With over 800 million (and counting) active users worldwide on Facebook alone, the continued frenetic growth in social media interaction may mean more marketing and networking opportunities for businesses, but it could also spell legal and financial trouble related to privacy and data security issues or resulting from incautious and cavalier use.
Careless social media use by company representatives too often subjects a company to bad press or other public relations issues and can also lead to more serious concerns like legal trouble and loss of business opportunities. Careless social media use takes many forms, for example:
- An employee commenting about private company information on Facebook without properly applying privacy settings, leading to the inadvertent disclosure of company gossip, confidential job-site details, or other sensitive information to unintended recipients including corporate competitors
- A company representative disseminating a polarizing or offensive comment through Twitter, which is attributed to the company
- An employee posting an embarrassingly unprofessional profile picture on LinkedIn, which is circulated to colleagues and clients who are invited to connect with the organization on the site.
Social media refers to the variety of Internet-based platforms in which users create networks with friends and colleagues for co-creation and collaboration of ideas. Social media use extends across an extremely broad spectrum of global culture, including breaking news, entertainment and pop culture, academics, sports and leisure, professional networking, and business marketing.
Well-known social media sites include Facebook, Twitter, LinkedIn, YouTube, Tumblr, Pinterest, Foursquare, Bing and Bebo, but the title can also refer generally to blogs and online article comments. Last year, the Nielsen online measurement company reported that social networks and blogs reached nearly 80 percent of active U.S. Internet users and represented the majority of time spent online. Social media therefore affects small and large businesses alike — any construction or contracting firm will undoubtedly have a subset of employees and representatives that participate in some aspect of online social media.
Business Policies
While most businesses now have procedures in place that manage the potential risks associated with electronically stored information (ESI), many still omit policies that address social media usage. But, like ESI, social media content is discoverable under Rule 26(b) of the Federal Rules of Civil Procedure and can create significant risk and vulnerability in litigation.

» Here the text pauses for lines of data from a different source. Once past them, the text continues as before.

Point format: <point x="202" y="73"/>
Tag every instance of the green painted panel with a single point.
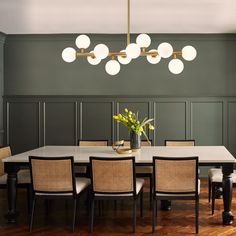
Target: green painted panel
<point x="96" y="121"/>
<point x="140" y="107"/>
<point x="232" y="127"/>
<point x="40" y="70"/>
<point x="207" y="123"/>
<point x="2" y="38"/>
<point x="170" y="118"/>
<point x="23" y="126"/>
<point x="60" y="123"/>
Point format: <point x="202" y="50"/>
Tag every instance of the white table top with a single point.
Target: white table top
<point x="206" y="154"/>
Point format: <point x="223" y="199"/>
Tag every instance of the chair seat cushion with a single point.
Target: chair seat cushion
<point x="23" y="177"/>
<point x="144" y="170"/>
<point x="139" y="185"/>
<point x="80" y="169"/>
<point x="180" y="195"/>
<point x="215" y="175"/>
<point x="81" y="184"/>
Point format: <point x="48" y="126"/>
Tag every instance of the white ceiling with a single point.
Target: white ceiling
<point x="110" y="16"/>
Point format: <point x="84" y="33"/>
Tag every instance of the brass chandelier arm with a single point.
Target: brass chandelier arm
<point x="123" y="54"/>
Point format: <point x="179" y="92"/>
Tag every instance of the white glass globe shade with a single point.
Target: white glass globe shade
<point x="68" y="54"/>
<point x="133" y="50"/>
<point x="101" y="51"/>
<point x="189" y="53"/>
<point x="176" y="66"/>
<point x="143" y="40"/>
<point x="93" y="60"/>
<point x="82" y="41"/>
<point x="124" y="60"/>
<point x="153" y="59"/>
<point x="112" y="67"/>
<point x="165" y="50"/>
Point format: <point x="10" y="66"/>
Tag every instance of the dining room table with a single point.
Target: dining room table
<point x="208" y="156"/>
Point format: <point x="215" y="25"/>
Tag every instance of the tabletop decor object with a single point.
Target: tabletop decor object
<point x="117" y="146"/>
<point x="135" y="127"/>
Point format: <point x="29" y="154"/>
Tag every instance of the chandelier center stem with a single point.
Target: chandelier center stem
<point x="128" y="23"/>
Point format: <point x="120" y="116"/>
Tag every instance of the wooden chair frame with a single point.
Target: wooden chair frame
<point x="172" y="195"/>
<point x="133" y="193"/>
<point x="54" y="194"/>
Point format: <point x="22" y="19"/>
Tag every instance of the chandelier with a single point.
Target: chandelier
<point x="132" y="51"/>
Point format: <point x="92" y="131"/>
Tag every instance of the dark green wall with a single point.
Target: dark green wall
<point x="33" y="66"/>
<point x="2" y="39"/>
<point x="195" y="104"/>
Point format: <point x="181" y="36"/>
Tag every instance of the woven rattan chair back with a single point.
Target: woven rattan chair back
<point x="97" y="143"/>
<point x="52" y="175"/>
<point x="179" y="143"/>
<point x="112" y="175"/>
<point x="4" y="153"/>
<point x="175" y="175"/>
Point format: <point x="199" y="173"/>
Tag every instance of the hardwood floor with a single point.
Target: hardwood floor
<point x="178" y="221"/>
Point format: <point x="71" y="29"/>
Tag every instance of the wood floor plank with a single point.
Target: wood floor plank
<point x="179" y="221"/>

Across the country, a growing number of courts are allowing discovery of Facebook and Twitter account content. A New York trial court decision, Romano v. Steelcase, Inc. (2010), rejected the plaintiff’s privacy arguments and held that the social media profile, postings, photographs and other content were discoverable because, the court reasoned, when users sign up for and create social media accounts there is no reasonable expectation of privacy. Along the same line of reasoning, in The State of New York v. Twitter Inc. (2012), it was decided that it is Twitter Inc., and not the Twitter user, that owns the tweets and personal information; and therefore, the site must turn over such information when subpoenaed in litigation. The judge commented that, “by design, Twitter has an open method of communication,” noting that Twitter’s privacy policy notifies its users that what “you say on Twitter may be viewed all around the world instantly.” The court deduced that “the user is granting license for Twitter to distribute that information to anyone, anyway, and for any reason it chooses.”

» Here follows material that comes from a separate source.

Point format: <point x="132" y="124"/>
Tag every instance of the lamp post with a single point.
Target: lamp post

This recent line of cases makes clear that your company’s and your employees’ online social media activity is discoverable in the context of litigation and provides fair warning to everyone, including executives, managers, supervisors and employees, that they must be mindful of the content posted to social media and interaction sites. Savvy attorneys, e-discovery practitioners and forensic data collectors already recognize these kinds of sites as “gold mines” of data and review them for key information and leverage.
If your company, including company representatives and/or employees, utilizes social media or is considering establishing and launching an online profile for marketing and business development, then the use of such platforms must be carefully regulated.